Years ago, when I worked as an immigration inspector at JFK Airport, I would sometimes encounter celebrities that would come through my line. The first one I remembered was Joan Collins. People I mentioned this too asked me if I remembered what her actual birth date was from looking at her passport, but I didn’t pay it much mind. She was very well dressed and seemed very polite and proper.
Among the other celebrities I had pass through my line were Sting, Geoffrey Rush, George Clinton, Sally Jesse Rafael and Brian Cox. I also met the Jon Spencer Blues Explosion, who were very nice. When I told Graham “Suggs” McPherson, singer of the band Madness, that I liked his music, he replied, “You have a good memory.”
But by far and away the best celebrity encounter I had at JFK Airport was the actor Geoffrey Holder.
Working at JFK Airport was actually a big drag. Things changed a lot after the September 11 attacks, so I can’t attest to what the job is like today. But the pre-September 11 era was a miserable place where inspectors often worked seven days straight and could be held for mandatory overtime with no notice given.
I was so unhappy working at JFK that I lived in a state of near permanent miserable anger. Any sign of other people’s happiness made me immediately angry and resentful.
I was coming to tend of my day at the old T.W.A. terminal, thinking that the most recent flight was done processing and I could prepare to go home. I was still in my booth when I noticed people from the airline wheeling a passenger in a wheelchair directly towards my booth. The passenger was singing.

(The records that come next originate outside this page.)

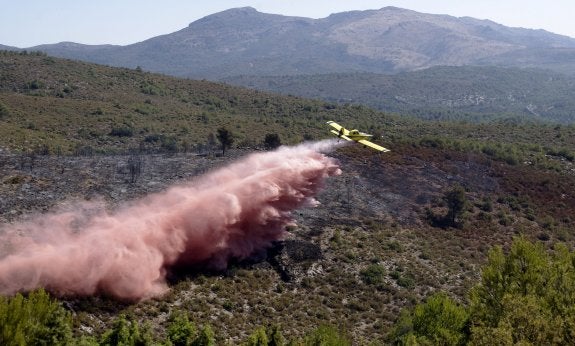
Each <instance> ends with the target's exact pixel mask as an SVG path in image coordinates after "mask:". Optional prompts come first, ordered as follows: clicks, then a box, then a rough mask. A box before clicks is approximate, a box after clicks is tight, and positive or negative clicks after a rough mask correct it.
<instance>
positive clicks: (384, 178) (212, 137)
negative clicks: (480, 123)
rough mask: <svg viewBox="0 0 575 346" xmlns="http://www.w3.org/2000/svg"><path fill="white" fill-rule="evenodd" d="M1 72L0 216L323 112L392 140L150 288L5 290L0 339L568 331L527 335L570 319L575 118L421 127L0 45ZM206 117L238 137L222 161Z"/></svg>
mask: <svg viewBox="0 0 575 346" xmlns="http://www.w3.org/2000/svg"><path fill="white" fill-rule="evenodd" d="M0 67H1V68H0V131H1V133H0V147H2V148H3V150H2V152H1V153H0V158H1V161H0V162H1V163H2V164H1V165H0V177H1V180H0V193H1V194H2V199H1V200H0V217H1V220H2V221H3V222H6V223H11V222H16V221H20V220H26V218H27V217H29V216H30V215H32V214H40V215H41V214H42V213H44V212H46V211H50V210H53V208H55V207H57V206H62V205H63V204H65V203H75V201H77V200H82V199H96V200H103V201H104V202H106V203H107V207H108V208H110V209H112V210H113V209H116V208H121V206H122V205H123V204H124V203H127V202H129V201H133V200H134V199H138V198H141V197H143V196H146V195H148V194H150V193H153V192H158V191H162V190H164V189H167V188H168V187H169V186H171V185H172V184H176V183H180V182H184V181H189V180H192V179H194V178H195V177H196V176H198V175H201V174H203V173H205V172H207V171H210V170H212V169H214V168H216V167H221V166H223V165H226V164H228V163H229V162H231V161H232V160H236V159H238V158H240V157H243V156H245V155H247V154H250V153H253V152H254V150H255V149H258V150H260V149H263V148H264V147H265V145H264V144H265V143H264V142H265V139H266V137H267V138H273V139H275V140H277V139H278V138H279V139H280V140H281V142H282V143H283V144H296V143H299V142H301V141H303V140H304V139H305V140H308V139H321V138H328V136H329V133H328V131H327V128H326V127H325V122H326V121H327V120H335V121H338V122H340V123H341V124H344V125H347V126H349V127H357V128H359V129H361V130H363V131H367V132H371V133H374V134H375V135H376V139H375V141H377V142H379V143H381V144H382V145H384V146H386V147H389V148H390V149H391V150H392V151H391V152H390V153H386V154H381V155H380V154H377V153H374V152H373V151H371V150H369V149H367V148H364V147H361V146H350V147H345V148H341V149H338V150H337V151H335V152H332V153H329V154H328V155H330V156H333V157H334V158H336V159H337V160H338V161H339V163H340V166H341V169H342V171H343V173H342V174H341V175H340V176H336V177H333V178H331V179H328V181H327V185H326V186H325V189H324V190H323V191H322V192H321V193H320V194H319V195H318V196H317V199H318V200H319V201H320V202H321V204H320V205H319V206H318V207H317V208H305V209H302V210H298V211H297V212H296V213H294V217H295V219H296V221H297V226H293V227H292V228H290V233H291V236H290V238H289V239H286V240H285V241H283V242H280V243H278V244H275V245H274V246H273V247H272V248H270V249H268V251H267V253H263V254H259V255H260V256H258V257H256V258H251V259H249V260H246V261H238V262H233V263H231V264H230V266H229V267H228V268H227V269H226V270H223V271H211V270H206V269H205V268H193V270H189V268H188V270H182V269H180V270H173V272H171V273H170V275H169V279H170V282H169V284H170V290H169V292H168V293H167V294H166V295H164V296H162V297H159V298H154V299H148V300H143V301H139V302H118V301H115V300H113V299H111V298H109V297H105V296H88V297H73V296H61V297H57V300H54V298H50V297H49V296H47V295H46V293H45V292H43V291H37V292H34V293H31V294H29V295H28V294H24V295H23V296H20V295H16V296H14V297H5V298H2V299H1V300H0V309H2V311H7V312H6V313H2V314H0V316H9V317H10V318H9V319H8V320H9V321H10V322H9V323H11V324H5V325H6V326H9V325H12V324H13V325H19V326H20V327H19V328H16V329H12V328H11V329H10V330H13V334H10V335H8V336H5V334H4V333H3V334H2V337H4V338H12V339H10V340H15V341H14V344H18V343H19V340H21V338H22V335H30V337H31V338H36V337H39V336H38V335H50V336H52V337H53V339H52V340H53V341H54V343H57V342H58V341H59V340H61V341H62V343H66V342H71V343H73V344H85V345H90V344H95V343H99V344H120V343H124V344H153V343H165V344H177V345H179V344H189V343H194V344H198V345H210V344H214V343H215V344H218V345H220V344H223V345H225V344H232V345H237V344H242V343H245V344H247V345H265V344H273V343H272V342H271V340H276V341H275V342H276V343H275V344H281V342H278V341H277V340H283V341H285V343H287V342H288V341H290V342H292V344H295V345H302V344H303V345H308V344H309V345H342V344H343V345H346V344H350V343H351V344H354V345H369V344H375V345H380V344H386V343H391V342H397V343H402V342H405V343H410V342H413V341H417V342H419V343H422V344H425V343H426V342H427V343H442V342H444V343H445V344H458V343H467V342H475V343H481V341H482V340H483V341H485V344H489V343H490V341H493V340H497V339H495V338H496V337H497V336H498V335H502V336H504V337H505V339H504V340H507V341H510V342H522V341H529V342H533V343H538V342H539V341H537V340H540V341H541V343H545V342H546V341H548V340H551V339H552V340H557V342H556V343H557V344H561V343H563V344H568V343H569V339H568V336H569V334H568V332H567V331H565V332H561V333H562V334H561V335H560V336H561V338H562V339H559V338H557V339H555V338H554V337H555V336H556V335H551V333H544V331H545V330H554V328H555V326H556V325H557V324H561V323H564V324H565V325H567V324H569V323H572V316H571V312H570V310H568V309H567V310H565V309H564V307H565V306H571V305H572V304H571V302H570V300H569V299H570V298H569V297H568V296H563V295H562V294H564V293H565V294H570V292H571V291H570V290H566V289H563V288H562V286H561V285H570V281H569V280H571V279H570V278H571V276H572V266H571V265H568V264H569V263H567V262H568V261H571V257H572V256H573V255H572V253H571V252H569V251H567V248H571V247H573V245H574V244H575V236H574V232H573V230H574V229H575V219H574V218H573V215H575V194H574V193H573V186H575V171H574V169H575V167H574V160H575V154H574V151H575V127H574V126H573V125H559V124H553V125H549V124H540V123H534V122H523V121H519V122H517V121H515V120H513V119H502V120H500V121H494V122H490V123H482V124H473V123H468V122H454V121H452V122H446V121H423V120H419V119H415V118H411V117H402V116H398V115H391V114H388V113H383V112H380V111H375V110H373V109H370V108H368V107H365V106H359V105H336V104H333V103H327V102H323V101H317V100H308V99H303V98H299V97H290V96H280V95H277V94H272V93H266V92H257V91H253V90H248V89H243V88H239V87H232V86H228V85H225V84H221V83H212V82H207V81H193V80H185V79H177V78H172V77H167V76H162V75H156V74H151V73H147V72H143V71H140V70H138V69H123V68H111V67H105V66H99V65H94V64H87V63H80V62H75V61H70V60H63V59H58V58H53V57H49V56H45V55H43V54H38V53H26V54H24V53H18V52H2V53H1V54H0ZM219 129H227V130H229V131H230V132H231V133H233V135H234V137H235V140H234V141H233V143H232V144H231V148H229V150H227V151H226V154H225V156H222V155H216V152H218V153H219V149H220V148H218V147H217V144H218V140H217V139H215V138H214V137H216V136H217V135H218V134H220V132H221V131H218V130H219ZM269 134H277V135H278V136H277V137H276V136H267V135H269ZM381 136H383V137H381ZM269 142H271V141H268V144H269ZM274 143H277V142H274ZM208 148H211V149H208ZM210 150H211V151H210ZM197 153H203V154H205V155H196V154H197ZM56 154H59V155H56ZM135 163H137V165H135ZM133 167H139V168H138V170H132V169H131V168H133ZM70 201H71V202H70ZM518 236H519V239H520V240H519V243H517V244H518V245H512V244H516V242H517V240H515V241H514V239H518ZM558 243H562V244H565V245H566V247H561V246H556V244H558ZM490 249H495V250H490ZM0 251H6V249H5V248H4V246H2V247H0ZM3 256H5V254H4V253H0V258H2V257H3ZM522 256H523V257H522ZM525 256H526V257H525ZM524 257H525V258H524ZM517 263H519V264H522V263H523V264H525V263H526V264H527V266H526V267H517V266H516V264H517ZM530 263H535V264H534V266H531V264H530ZM482 268H483V269H482ZM531 268H533V270H531ZM521 269H524V270H523V271H522V270H521ZM560 274H564V276H563V279H560V278H559V276H560ZM545 275H551V276H552V279H553V280H551V279H549V278H548V277H547V276H545ZM494 278H495V279H497V278H501V279H502V280H505V282H504V284H505V285H508V286H507V287H508V288H509V289H508V290H499V291H493V292H494V293H497V294H498V297H502V299H500V300H497V301H496V302H495V303H497V302H501V304H502V305H501V304H500V305H497V304H495V305H494V304H493V303H494V302H493V301H488V300H487V298H486V297H489V296H490V294H491V293H493V292H492V291H489V290H495V288H497V287H499V286H501V285H503V284H501V285H500V282H499V281H495V282H494V281H493V280H495V279H494ZM545 282H552V283H553V285H547V286H546V285H544V283H545ZM498 285H499V286H498ZM521 285H523V286H521ZM494 286H495V288H494ZM522 288H525V290H522ZM535 293H536V294H535ZM568 298H569V299H568ZM523 302H525V304H523ZM551 303H553V304H555V305H554V306H553V307H552V306H551V305H550V304H551ZM524 305H525V306H529V307H533V309H535V310H533V311H536V312H537V313H534V314H532V316H531V315H529V316H527V312H526V311H528V310H525V309H522V306H524ZM36 308H38V309H39V311H43V314H42V315H36V314H32V315H34V316H40V317H39V318H38V319H36V320H34V319H32V320H30V317H29V316H30V311H36V310H35V309H36ZM482 309H491V310H493V309H499V310H496V311H498V312H500V313H501V314H500V315H498V316H497V317H498V318H497V319H491V320H489V319H487V318H486V315H485V313H483V312H484V311H488V310H482ZM502 309H503V310H502ZM491 310H489V311H491ZM22 311H25V312H26V313H23V312H22ZM401 311H405V312H403V313H402V312H401ZM508 311H509V312H511V311H516V312H517V313H516V314H513V315H512V314H510V313H507V312H508ZM529 311H532V310H529ZM443 313H445V314H446V315H445V316H444V315H442V314H443ZM489 314H491V313H489ZM430 315H433V316H436V315H437V316H441V317H442V318H441V319H439V321H440V322H441V323H443V325H437V324H435V325H434V324H433V323H431V324H430V318H428V316H430ZM42 316H43V317H42ZM51 316H55V317H54V318H52V317H51ZM44 317H45V318H44ZM515 317H517V318H515ZM520 317H525V318H520ZM527 317H529V318H527ZM531 317H532V318H531ZM49 321H53V323H52V322H49ZM433 321H435V320H433V319H431V322H433ZM452 322H453V323H452ZM6 323H8V322H6ZM50 323H52V324H50ZM445 325H447V327H445ZM533 325H535V326H538V327H537V328H538V329H536V330H537V331H541V333H539V334H538V333H535V332H533V333H531V332H530V330H531V329H529V328H531V327H530V326H533ZM468 326H471V327H473V328H472V329H471V330H470V329H469V328H468ZM555 330H558V329H555ZM564 330H565V329H561V331H564ZM280 336H281V338H280ZM489 337H491V339H490V338H489ZM5 340H8V339H2V342H5ZM264 340H267V341H265V342H264ZM500 340H503V339H500ZM565 340H567V341H565ZM330 342H331V343H330ZM6 343H7V344H10V343H9V342H6Z"/></svg>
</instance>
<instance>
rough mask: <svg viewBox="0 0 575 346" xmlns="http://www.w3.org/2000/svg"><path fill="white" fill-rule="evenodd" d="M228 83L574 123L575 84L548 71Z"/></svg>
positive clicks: (433, 112) (427, 74) (433, 113)
mask: <svg viewBox="0 0 575 346" xmlns="http://www.w3.org/2000/svg"><path fill="white" fill-rule="evenodd" d="M224 81H226V82H228V83H231V84H235V85H240V86H245V87H249V88H253V89H258V90H266V91H271V92H276V93H282V94H286V95H287V94H289V95H297V96H301V97H306V98H313V99H321V100H324V101H328V102H334V103H337V104H346V103H347V104H362V105H366V106H369V107H371V108H374V109H378V110H381V111H385V112H394V113H400V114H409V115H412V116H416V117H419V118H424V119H429V120H460V121H469V122H492V121H495V120H498V119H499V120H500V119H509V118H512V119H514V120H515V121H519V122H529V121H532V122H554V123H566V124H570V123H574V122H575V102H574V101H573V97H572V96H573V94H574V93H575V79H574V78H573V77H570V76H566V75H561V74H558V73H553V72H550V71H544V70H534V69H515V68H502V67H485V66H484V67H471V66H460V67H432V68H429V69H425V70H421V71H415V72H405V73H399V74H394V75H382V74H373V73H354V74H327V75H307V76H306V75H298V76H270V77H264V76H239V77H230V78H226V79H224Z"/></svg>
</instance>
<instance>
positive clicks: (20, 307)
mask: <svg viewBox="0 0 575 346" xmlns="http://www.w3.org/2000/svg"><path fill="white" fill-rule="evenodd" d="M71 341H72V322H71V316H70V313H69V312H68V311H67V310H65V309H64V308H63V307H62V306H61V305H60V304H59V303H58V302H57V301H55V300H53V299H51V298H50V296H49V295H48V293H46V292H45V291H44V290H38V291H35V292H32V293H30V294H29V295H28V297H25V296H23V295H21V294H20V293H18V294H16V295H15V296H14V297H11V298H6V297H3V296H0V345H5V346H11V345H67V344H70V343H71Z"/></svg>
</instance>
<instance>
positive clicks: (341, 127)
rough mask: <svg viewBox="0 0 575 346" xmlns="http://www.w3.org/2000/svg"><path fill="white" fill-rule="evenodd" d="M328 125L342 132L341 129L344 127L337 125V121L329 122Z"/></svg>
mask: <svg viewBox="0 0 575 346" xmlns="http://www.w3.org/2000/svg"><path fill="white" fill-rule="evenodd" d="M327 124H328V125H329V126H331V127H333V128H334V129H336V130H337V131H339V130H341V128H342V127H343V126H341V125H340V124H338V123H336V122H335V121H328V122H327Z"/></svg>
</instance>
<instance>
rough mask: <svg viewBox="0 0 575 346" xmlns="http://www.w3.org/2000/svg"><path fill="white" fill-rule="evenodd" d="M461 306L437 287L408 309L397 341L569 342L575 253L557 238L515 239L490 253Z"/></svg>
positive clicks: (571, 317) (446, 342)
mask: <svg viewBox="0 0 575 346" xmlns="http://www.w3.org/2000/svg"><path fill="white" fill-rule="evenodd" d="M469 300H470V303H469V305H468V306H467V307H462V306H460V305H458V304H457V303H455V302H454V301H453V300H451V299H450V298H448V297H447V296H445V295H443V294H441V293H439V294H436V295H433V296H431V297H430V298H428V300H427V301H426V302H425V303H423V304H420V305H417V306H416V307H415V308H414V309H412V310H407V311H404V312H403V313H402V315H401V317H400V318H399V319H398V321H397V322H396V325H395V328H394V331H393V332H392V333H391V340H392V341H393V342H394V343H395V344H417V343H420V344H442V345H460V344H466V343H468V342H469V343H470V344H474V345H475V344H478V345H512V344H524V345H527V344H536V345H549V344H555V345H571V344H572V343H573V340H575V329H574V328H573V327H574V326H575V309H574V308H573V306H575V253H574V252H570V251H569V249H568V248H567V247H566V246H565V245H563V244H559V245H557V246H556V247H555V249H554V250H553V251H552V252H551V253H548V252H546V251H545V249H544V248H543V246H542V245H541V244H540V243H535V244H534V243H531V242H529V241H527V240H525V239H524V238H517V239H515V241H514V242H513V244H512V246H511V249H510V251H509V253H508V254H507V255H505V254H504V253H503V249H502V248H501V247H495V248H493V249H492V250H491V251H490V253H489V259H488V263H487V265H486V266H485V267H484V268H483V271H482V274H481V282H480V283H479V284H478V285H477V286H475V287H474V288H473V289H472V290H471V293H470V299H469Z"/></svg>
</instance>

‘What kind of horrible freak are they bringing me,’ I thought to myself—indeed, my resentment of all things happy even extended to the elderly and disabled.
The airline escort wheeled the passenger into my booth and he put his paperwork on my counter. He was a green card holder from Trinidad and once I saw his name I knew exactly who he was: Geoffrey Holder.
Geoffrey Holder spent most of his long entertainment career on stage as a dancer, actor and director. He was one of the lead actors in the first all-black production of ‘Waiting for Godot,’ a choreographer for the famed Alvin Ailey American Dance Company, a Tony-Award winning costume designer and successful painter. He was the bodyguard Punjab in the 1982 version of ‘Annie’ and may be best known for 7-Up commercials he made in the 1980s. He was characterized by his height (he was six-foot-six) and his deep, Caribbean voice.
Geoffrey Holder was also one of the best James Bond villains in history, playing Baron Semedi in the 1973 Bond film ‘Live and Let Die.’ Being a Bond villain counts as movie royalty in my book.
“Are you the actor?” I asked him.
“Yes.”
“Well it’s very nice to meet you. I’ve very much enjoyed your work.”
“Thank you. And thank you for paying my rent,” he said, and then let out a big and sincere booming laugh that I couldn’t help but share with him.
Our business together was finished quickly. I stamped his documents and handed them back to him or the airline employee who was escorting him. He thanked me, said, “God bless you.” And then was on his way. It was an encounter that changed my mood and brightened my whole day, and is one of the fondest memories I have of working at the airport.
Geoffrey Holder passed away this past week from complications attributed to pneumonia. He was 84 years old. He was remembered for his many contributions to the stage and screen; Broadway theaters dimmed their lights in his memory.
New York is packed with celebrities, and the cool thing to do is pretend to not notice them and then tell all your friends about seeing them later. I had many New York celebrity sightings before and since, but Geoffrey Holder will always be my favorite and best.